Incorporating asparagus into your diet
Asparagus is a nutrient-rich and delicious vegetable that you should add to your plate.
The ancient Greeks thought that asparagus could cure toothaches and prevent bee stings. That is a stretch but the nutrient-rich vegetable which is now in season has a lot to offer. Just six spears of cooked asparagus come with 2 grams of fiber, vitamin C, vitamin A, folate and only 20 calories. Asparagus is ranked as one of the most ‘consistently clean” fruits and vegetables because it rarely contains pesticide residues. Asparagus appears in markets as early as February, but the peak of this crop's season is in April and May.
Asparagus usually comes wrapped in nothing more than a rubber band meaning it’s easy to find perfectly ripe stalks. For best flavor, choose firm yet tender stalks. For the green variety, choose stalks with deep green or purplish tips that are closed and compact. Avoid excessively sandy spears. Stalks with a narrow diameter are more tender than thick ones.
With bottoms wrapped in a damp paper towel, store stalks in the crisper section of the refrigerator.
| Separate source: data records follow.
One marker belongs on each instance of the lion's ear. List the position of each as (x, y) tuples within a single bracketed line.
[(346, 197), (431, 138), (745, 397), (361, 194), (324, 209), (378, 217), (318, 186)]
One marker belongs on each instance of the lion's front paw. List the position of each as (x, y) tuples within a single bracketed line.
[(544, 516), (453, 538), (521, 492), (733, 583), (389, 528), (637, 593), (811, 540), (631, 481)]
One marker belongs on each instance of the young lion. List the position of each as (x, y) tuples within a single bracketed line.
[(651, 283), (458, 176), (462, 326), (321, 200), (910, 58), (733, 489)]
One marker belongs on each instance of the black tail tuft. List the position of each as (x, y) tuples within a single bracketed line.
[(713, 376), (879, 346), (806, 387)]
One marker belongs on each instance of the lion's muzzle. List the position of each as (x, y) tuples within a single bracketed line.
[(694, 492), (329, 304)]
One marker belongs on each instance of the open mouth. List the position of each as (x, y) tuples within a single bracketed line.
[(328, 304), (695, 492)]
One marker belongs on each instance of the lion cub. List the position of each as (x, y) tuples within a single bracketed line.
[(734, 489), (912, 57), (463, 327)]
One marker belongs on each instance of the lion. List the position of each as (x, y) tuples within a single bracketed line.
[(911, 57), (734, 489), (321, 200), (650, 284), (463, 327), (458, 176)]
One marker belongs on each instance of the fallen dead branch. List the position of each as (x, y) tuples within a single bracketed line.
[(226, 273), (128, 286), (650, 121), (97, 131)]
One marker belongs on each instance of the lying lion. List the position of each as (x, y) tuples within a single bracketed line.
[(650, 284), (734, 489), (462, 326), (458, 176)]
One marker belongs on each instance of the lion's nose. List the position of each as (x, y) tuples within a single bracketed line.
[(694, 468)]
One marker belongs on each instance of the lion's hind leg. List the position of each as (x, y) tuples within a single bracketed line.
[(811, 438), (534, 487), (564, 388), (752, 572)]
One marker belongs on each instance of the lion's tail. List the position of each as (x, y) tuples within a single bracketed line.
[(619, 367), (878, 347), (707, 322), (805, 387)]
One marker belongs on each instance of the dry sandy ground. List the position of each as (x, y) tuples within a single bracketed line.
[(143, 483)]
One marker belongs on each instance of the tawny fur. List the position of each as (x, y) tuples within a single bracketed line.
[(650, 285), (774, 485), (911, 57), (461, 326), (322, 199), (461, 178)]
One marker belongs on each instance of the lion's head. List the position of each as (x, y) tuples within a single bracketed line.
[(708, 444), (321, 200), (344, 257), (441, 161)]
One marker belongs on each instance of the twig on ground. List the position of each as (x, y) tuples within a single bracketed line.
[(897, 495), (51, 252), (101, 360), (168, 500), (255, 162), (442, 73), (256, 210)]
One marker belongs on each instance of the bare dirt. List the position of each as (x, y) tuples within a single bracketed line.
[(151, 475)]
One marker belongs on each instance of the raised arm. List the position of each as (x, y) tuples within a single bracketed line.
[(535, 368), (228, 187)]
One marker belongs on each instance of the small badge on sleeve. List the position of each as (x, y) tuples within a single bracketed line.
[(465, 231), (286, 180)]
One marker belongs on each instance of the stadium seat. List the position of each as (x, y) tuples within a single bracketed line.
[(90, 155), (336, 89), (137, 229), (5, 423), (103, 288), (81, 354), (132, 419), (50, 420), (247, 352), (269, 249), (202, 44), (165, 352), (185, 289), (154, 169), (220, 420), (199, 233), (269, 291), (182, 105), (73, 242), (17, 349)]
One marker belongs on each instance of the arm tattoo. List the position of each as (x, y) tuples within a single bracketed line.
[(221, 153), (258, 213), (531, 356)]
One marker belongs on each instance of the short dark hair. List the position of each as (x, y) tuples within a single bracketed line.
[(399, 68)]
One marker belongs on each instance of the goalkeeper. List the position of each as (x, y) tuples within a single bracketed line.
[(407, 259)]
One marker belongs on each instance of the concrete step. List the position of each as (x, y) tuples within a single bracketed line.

If you don't have a crisper, put them in plastic bags and place them in the coldest part of the refrigerator. It is best to eat asparagus the day it is purchased because the flavor lessens with each passing day.
Asparagus has another asset: its flavor is so distinctive that you barely need to season it. You can brush it lightly with olive oil and roast until it is bright green, then spritz it with fresh squeezed lemon. Or sauté it with olive oil and minced fresh ginger and garlic. Asparagus can also be steamed or used raw in hummus or yogurt-dill dip.
Make sure you don’t overcook the plant. When the color hits olive green, you will have a stringy, soggy, off-tasting mess. You don’t have to break off the woody ends before cooking the vegetable. Just use a carrot peeler to remove the outer layer and you have another inch or so of asparagus to savor.